Eine Krankschreibung habe ich leider nicht ergattern können, dafür aber meinte er, ich solle so lange daheim bleiben, wie ich möchte.

Am liebsten hätte ich ihm an den Kopf geworfen, dass ich da nie wieder hin möchte und eine verfluchte Krankschreibung bis zum Ende meiner Schulzeit brauche.

Seufzend mache ich mich auf den Heimweg, während mir auf einmal Colin einfällt. Ich krame nach dem verfluchten Ding und wähle seine Nummer. Kurz zögere ich, soll ich ihn wirklich anrufen?

Ich seufze und überwinde mich dann schließlich zum Anrufen. Schließlich sind wir ja jetzt sowas wie Freunde und Freunde rufen einander an, um sich zu erkundigen, wie es dem jeweils anderen geht.

Nach ein paar Sekunden wird abgehoben. Im Hintergrund ist der Geräuschpegel etwas lauter und ich höre kurz ein unangenehmes Rauschen, bevor er sich meldet. Seine Stimme klingt komisch rau und ich frage ihn, wie es ihm geht.

Ein kurzes Schweigen entsteht.

"Ich bin gerade im Krankenhaus", meint er schließlich und das einzige, was ich von mir geben kann, ist ein lächerliches, leises 'Oh'.
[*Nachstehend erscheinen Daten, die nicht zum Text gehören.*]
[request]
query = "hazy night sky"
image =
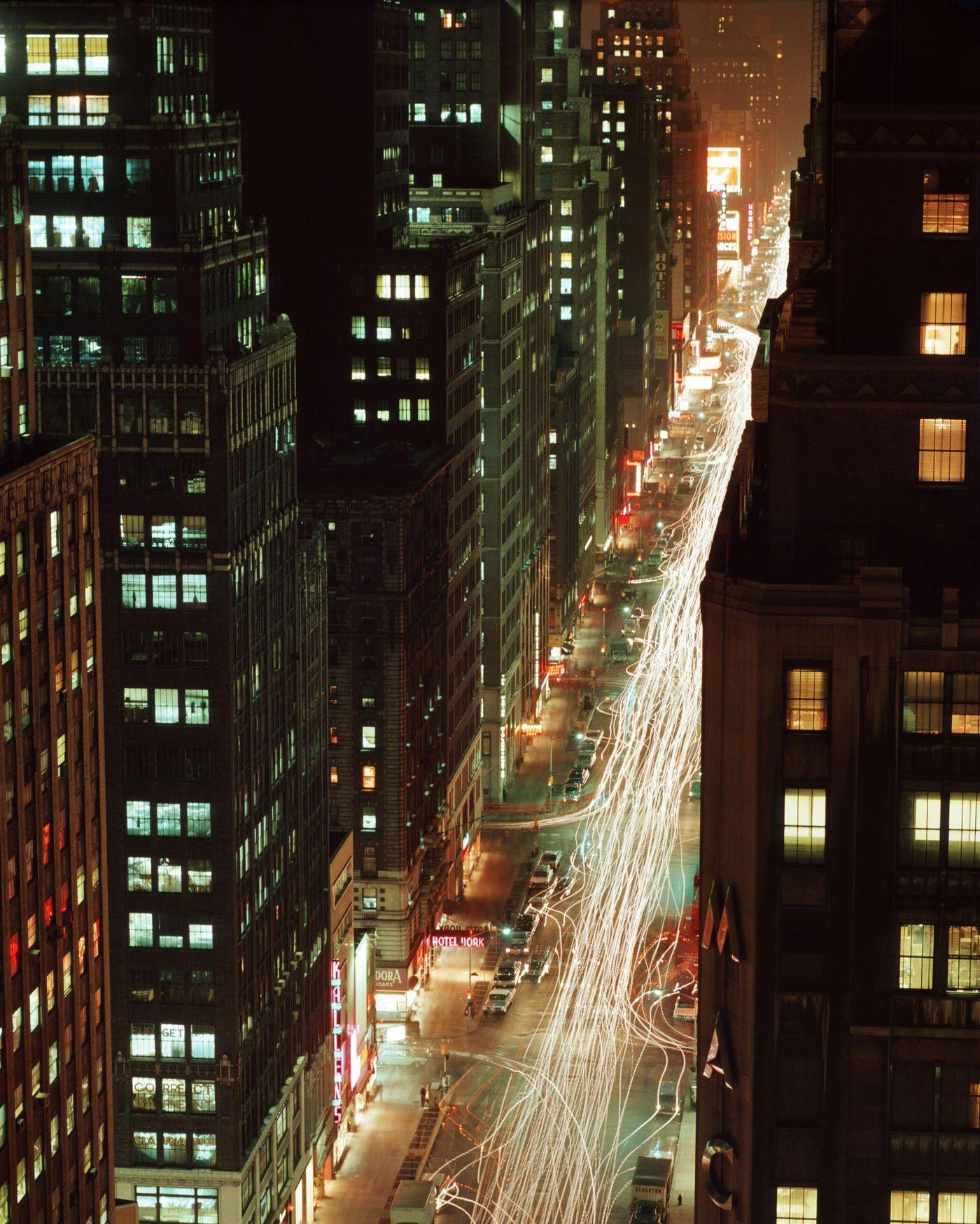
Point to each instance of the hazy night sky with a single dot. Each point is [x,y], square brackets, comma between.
[764,21]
"Ich..ich habe das Video gesehen. Es tut mir leid", sage ich schließlich nach kurzem Zögern, auch wenn es sich so falsch anhört.

Colin lacht leise auf. "Wer hat es denn nicht gesehen?", fragt er rhetorisch und ich nicke, auch wenn er es nicht sehen kann.

"Was haben die Ärzte gesagt?", hinterfrage ich und hoffe, dass er mit nicht allzu schweren Verletzungen davon gekommen ist.

"Was?", fragt er verwirrt nach. Ich runzele die Stirn.

"Na, was die Ärzte gesagt haben, zu deinen Verletzungen", erläutere ich ihm meine Frage.

"Achso, du denkst, ich wäre zu einer Untersuchung im Krankenhaus? Nein nein, mir geht es gut. Vielleicht ein paar Prellungen, und ein Haufen Blutergüße, morgen bestimmt noch ein blaues Auge, aber damit kann ich leben", antwortet er und verwirrt mich damit völlig.

"Was machst du denn dann im Krankenhaus?"

Er seufzt. "Meiner Mutter geht es immer schlechter. Sie wurde vor ein paar Stunden eingeliefert, nachdem mein Bruder den Notruf gewählt hat", erzählt er leise und ich atme laut die Luft aus.

Ich stelle mir seinen kleinen, süßen Bruder vor, der noch viel zu jung ist für das alles, wie er panisch seiner Mutter helfen möchte und den Notruf wählen muss, während sie nicht mehr ansprechbar ist.

"Das tut mir leid. Aber ich denke, du solltest dich trotzdem untersuchen lassen. Es sah wirklich mies aus", schlage ich vor und er lacht wieder nur verächtlich auf.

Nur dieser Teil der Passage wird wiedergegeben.